Other prohibited conduct under the first conduct rule includes resale price maintenance, information exchange and group boycotts. The Competition Commission (which will administer the Ordinance)  has identified in its guidelines that it considers that resale price maintenance (which occurs when a supplier requires a reseller to sell at or above a specified minimum price)  could fall within the definition of "serious anti-competitive conduct" and will treat it as such in some circumstances.

The Second Conduct Rule

Under the second conduct rule, an undertaking that has a substantial degree of market power in a market is prohibited from engaging in conduct that has the object or effect of preventing, restricting or distorting competition in Hong Kong. However, the Ordinance currently does not provide a market share threshold to define "substantial degree of market power". The Commission has also refrained from setting a threshold in its guidelines, stating that market shares do not alone determine whether an undertaking has substantial market power as factors such as barriers to entry, the degree of substitution and buyer power are also relevant.

The rule covers exploitative abuses, such as excessive pricing, and exclusionary abuses, which include predatory pricing, tying and bundling, and exclusive dealing.

The Ordinance also provides for exclusions and exemptions to the first and second conduct rules. These include compliance with legal requirements, services of general economic interest and others.

The Merger Rule

The merger rule prohibits mergers that have, or are likely to have the effect of substantially lessening competition in Hong Kong.  At this stage, the merger rule is limited to carrier licences issued under the Telecommunications Ordinance (Cap. 106).

Enforcement Bodies

The Competition Commission is the principal competition authority tasked with the function of enforcing the Ordinance. It is responsible for conducting investigations into competition-related complaints, and bringing enforcement actions before the Competition Tribunal in respect of anti-competitive conduct.

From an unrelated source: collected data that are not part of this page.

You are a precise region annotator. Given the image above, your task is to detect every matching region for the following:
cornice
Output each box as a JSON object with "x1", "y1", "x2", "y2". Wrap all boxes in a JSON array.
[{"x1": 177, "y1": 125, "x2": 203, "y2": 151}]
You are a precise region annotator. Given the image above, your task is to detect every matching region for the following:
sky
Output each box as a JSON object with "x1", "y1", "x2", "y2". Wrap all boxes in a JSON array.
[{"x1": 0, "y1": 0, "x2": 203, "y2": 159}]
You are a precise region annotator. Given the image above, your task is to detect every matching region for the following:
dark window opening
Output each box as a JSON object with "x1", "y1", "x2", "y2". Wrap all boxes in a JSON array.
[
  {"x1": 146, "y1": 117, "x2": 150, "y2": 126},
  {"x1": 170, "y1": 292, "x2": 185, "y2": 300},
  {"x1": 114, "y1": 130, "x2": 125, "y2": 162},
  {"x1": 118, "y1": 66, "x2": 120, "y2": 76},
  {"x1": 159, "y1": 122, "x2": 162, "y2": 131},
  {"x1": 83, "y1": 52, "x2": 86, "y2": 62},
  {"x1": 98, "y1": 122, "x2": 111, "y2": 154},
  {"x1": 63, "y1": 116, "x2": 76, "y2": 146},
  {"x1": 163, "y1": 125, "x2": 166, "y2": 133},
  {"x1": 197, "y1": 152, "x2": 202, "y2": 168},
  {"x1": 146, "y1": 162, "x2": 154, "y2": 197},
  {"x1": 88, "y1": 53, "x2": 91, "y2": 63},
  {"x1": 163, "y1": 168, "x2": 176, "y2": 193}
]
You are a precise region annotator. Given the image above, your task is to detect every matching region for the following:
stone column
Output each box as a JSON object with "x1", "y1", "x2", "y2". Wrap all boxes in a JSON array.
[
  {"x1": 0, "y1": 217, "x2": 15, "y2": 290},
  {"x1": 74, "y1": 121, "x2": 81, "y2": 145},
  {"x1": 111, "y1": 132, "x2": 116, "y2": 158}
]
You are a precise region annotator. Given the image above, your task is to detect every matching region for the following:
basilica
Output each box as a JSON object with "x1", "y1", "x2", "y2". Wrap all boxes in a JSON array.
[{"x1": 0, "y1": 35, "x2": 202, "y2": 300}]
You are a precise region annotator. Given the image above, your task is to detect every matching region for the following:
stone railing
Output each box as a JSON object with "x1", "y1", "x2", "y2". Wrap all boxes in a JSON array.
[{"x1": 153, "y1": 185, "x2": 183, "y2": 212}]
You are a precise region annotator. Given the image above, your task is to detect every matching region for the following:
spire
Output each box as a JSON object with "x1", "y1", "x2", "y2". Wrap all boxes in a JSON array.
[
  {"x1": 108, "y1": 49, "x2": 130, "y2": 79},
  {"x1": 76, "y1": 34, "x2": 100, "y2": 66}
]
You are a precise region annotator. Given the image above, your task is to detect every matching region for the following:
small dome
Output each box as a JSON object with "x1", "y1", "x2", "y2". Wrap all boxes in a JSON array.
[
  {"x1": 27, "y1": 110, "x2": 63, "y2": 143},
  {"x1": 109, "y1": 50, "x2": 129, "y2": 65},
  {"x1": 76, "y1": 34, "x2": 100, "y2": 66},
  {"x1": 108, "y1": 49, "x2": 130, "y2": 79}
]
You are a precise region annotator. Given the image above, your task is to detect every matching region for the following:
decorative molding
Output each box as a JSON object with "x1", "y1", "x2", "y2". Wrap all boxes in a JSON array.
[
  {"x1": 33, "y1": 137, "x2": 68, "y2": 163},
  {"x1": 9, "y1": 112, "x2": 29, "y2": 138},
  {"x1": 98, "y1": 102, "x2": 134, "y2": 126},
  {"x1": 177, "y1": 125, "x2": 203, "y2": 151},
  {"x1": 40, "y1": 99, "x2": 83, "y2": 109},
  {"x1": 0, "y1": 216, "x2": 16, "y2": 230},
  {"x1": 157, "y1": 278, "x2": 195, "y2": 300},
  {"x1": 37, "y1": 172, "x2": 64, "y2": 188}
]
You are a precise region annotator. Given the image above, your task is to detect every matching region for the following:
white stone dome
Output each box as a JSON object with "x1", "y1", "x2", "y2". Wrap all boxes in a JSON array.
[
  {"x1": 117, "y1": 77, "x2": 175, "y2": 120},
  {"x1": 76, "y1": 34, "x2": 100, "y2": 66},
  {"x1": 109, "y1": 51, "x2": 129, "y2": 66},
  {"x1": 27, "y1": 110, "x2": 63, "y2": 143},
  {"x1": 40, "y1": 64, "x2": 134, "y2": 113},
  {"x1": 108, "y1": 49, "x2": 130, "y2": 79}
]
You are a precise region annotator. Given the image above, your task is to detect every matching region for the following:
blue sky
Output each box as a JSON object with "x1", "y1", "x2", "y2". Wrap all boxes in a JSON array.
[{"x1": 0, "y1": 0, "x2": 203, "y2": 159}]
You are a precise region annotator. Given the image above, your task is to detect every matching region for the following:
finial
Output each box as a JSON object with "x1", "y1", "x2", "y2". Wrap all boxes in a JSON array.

The Competition Tribunal is a court established within the judiciary. The Tribunal will hear and adjudicate on competition cases brought by the Commission, private actions, and reviews of determinations of the Commission. It is empowered by the Ordinance to apply a wide range of remedies, for example, pecuniary penalties and awards of damages.

Somewhat uniquely, the Commission has the discretion as to which cases are brought before the Tribunal.  Businesses cannot enforce the Ordinance directly.  Follow-on claims are only available where there is an admission by the company concerned that it has breached the Ordinance or a Tribunal decision that it has breached the Ordinance.

For conduct involving undertakings in the broadcasting and telecommunications sectors, the Commission and the Communications Authority have concurrent jurisdiction.


The Commission and the Communications Authority have also released six guidelines which provide guidance on how the authorities will interpret and apply the provisions of the Ordinance. The guidelines cover the first conduct rule, the second conduct rule, the merger rule, as well as procedures for handling complaints, conducting investigations, and applications for exclusions and exemptions under the Ordinance.

In the lead up to the commencement of the Ordinance, we will continue to publish a series of alerts that will cover different topics of the new competition regime in greater detail.